Şİmdi gelelim Stefankonun hikayesine. Konuyu kendisi anlattı. Mükemmel bir Türkçe ile.

Balkanlar kaynıyor. Soğuk bir gün. Lütfü dedem, muhtemelen bir bayram sabahı, Teroglanlar ile  birlikte camiye geliyor. Belki yanında çocuk ve akrabaları da var. Teroglan, bir tanım; AMELE demek yani TER OĞLANI. Daha çok Müslüman olmayanlar bu işte çalışıyor. Namazı kılıp çıkınca, kar kıyamet içinde biri kucağında  çok küçük, diğeri yanında 6-7 yaşlarında çocuğu olan kadını görüyor.
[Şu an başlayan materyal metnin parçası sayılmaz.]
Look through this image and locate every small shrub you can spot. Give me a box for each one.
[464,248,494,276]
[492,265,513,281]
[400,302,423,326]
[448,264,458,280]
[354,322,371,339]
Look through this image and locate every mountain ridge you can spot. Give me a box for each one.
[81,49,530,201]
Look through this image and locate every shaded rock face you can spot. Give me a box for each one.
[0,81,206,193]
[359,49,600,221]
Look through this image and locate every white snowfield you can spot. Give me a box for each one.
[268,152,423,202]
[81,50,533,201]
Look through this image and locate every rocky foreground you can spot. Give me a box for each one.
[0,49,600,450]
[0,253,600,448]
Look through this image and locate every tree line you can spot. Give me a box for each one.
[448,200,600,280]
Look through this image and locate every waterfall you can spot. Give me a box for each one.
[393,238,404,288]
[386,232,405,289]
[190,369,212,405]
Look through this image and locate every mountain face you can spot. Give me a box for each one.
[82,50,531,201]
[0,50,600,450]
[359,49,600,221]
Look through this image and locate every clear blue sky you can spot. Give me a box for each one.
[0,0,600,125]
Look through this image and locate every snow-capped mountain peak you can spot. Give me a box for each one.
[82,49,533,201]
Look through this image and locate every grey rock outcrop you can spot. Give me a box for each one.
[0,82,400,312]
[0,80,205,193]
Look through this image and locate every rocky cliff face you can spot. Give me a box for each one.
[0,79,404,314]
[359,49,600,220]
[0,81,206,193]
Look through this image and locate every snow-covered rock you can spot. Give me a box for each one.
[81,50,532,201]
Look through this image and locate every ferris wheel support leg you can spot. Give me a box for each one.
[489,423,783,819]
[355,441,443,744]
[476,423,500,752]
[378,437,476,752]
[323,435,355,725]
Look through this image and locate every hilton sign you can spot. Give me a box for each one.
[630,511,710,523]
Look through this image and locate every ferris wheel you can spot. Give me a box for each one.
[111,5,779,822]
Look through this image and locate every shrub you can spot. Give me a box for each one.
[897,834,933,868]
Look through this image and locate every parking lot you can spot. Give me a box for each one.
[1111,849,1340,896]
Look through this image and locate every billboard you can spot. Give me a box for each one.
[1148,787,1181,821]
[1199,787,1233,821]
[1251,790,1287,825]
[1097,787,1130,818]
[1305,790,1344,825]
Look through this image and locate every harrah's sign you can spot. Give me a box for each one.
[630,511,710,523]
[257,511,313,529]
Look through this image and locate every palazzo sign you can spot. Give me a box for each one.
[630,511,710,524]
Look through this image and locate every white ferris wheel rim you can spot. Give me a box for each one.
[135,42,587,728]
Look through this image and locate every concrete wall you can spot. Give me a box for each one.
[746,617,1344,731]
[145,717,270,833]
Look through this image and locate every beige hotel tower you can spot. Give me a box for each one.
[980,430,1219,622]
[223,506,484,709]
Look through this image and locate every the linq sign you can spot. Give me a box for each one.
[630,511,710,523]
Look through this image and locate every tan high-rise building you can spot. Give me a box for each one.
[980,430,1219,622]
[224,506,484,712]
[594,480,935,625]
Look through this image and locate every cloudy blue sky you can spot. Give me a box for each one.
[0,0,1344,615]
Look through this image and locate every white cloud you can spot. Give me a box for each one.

Kadının kocasının Bulgar çeteciler tarafından öldürüldüğünü öğreniyor. Yanındakiler " alın Banyaya götürün, ne gerekirse yapın " diyor. Banya,, Koçananın bir köüü, işlekleri oradaymış. Aradan zaman geçiyor. Büyük çocuk vefat ediyor. Küçük çocuk büyüyor. Dedem, o çocuğu okutuyor, dedemin vefatı sonrası da büyük dayım okutuyor. Sonra bizimkiler anavatana göç ediyorlar. İşte okutulan çocuk bu adam oluyor. Dönem Tito dönemi.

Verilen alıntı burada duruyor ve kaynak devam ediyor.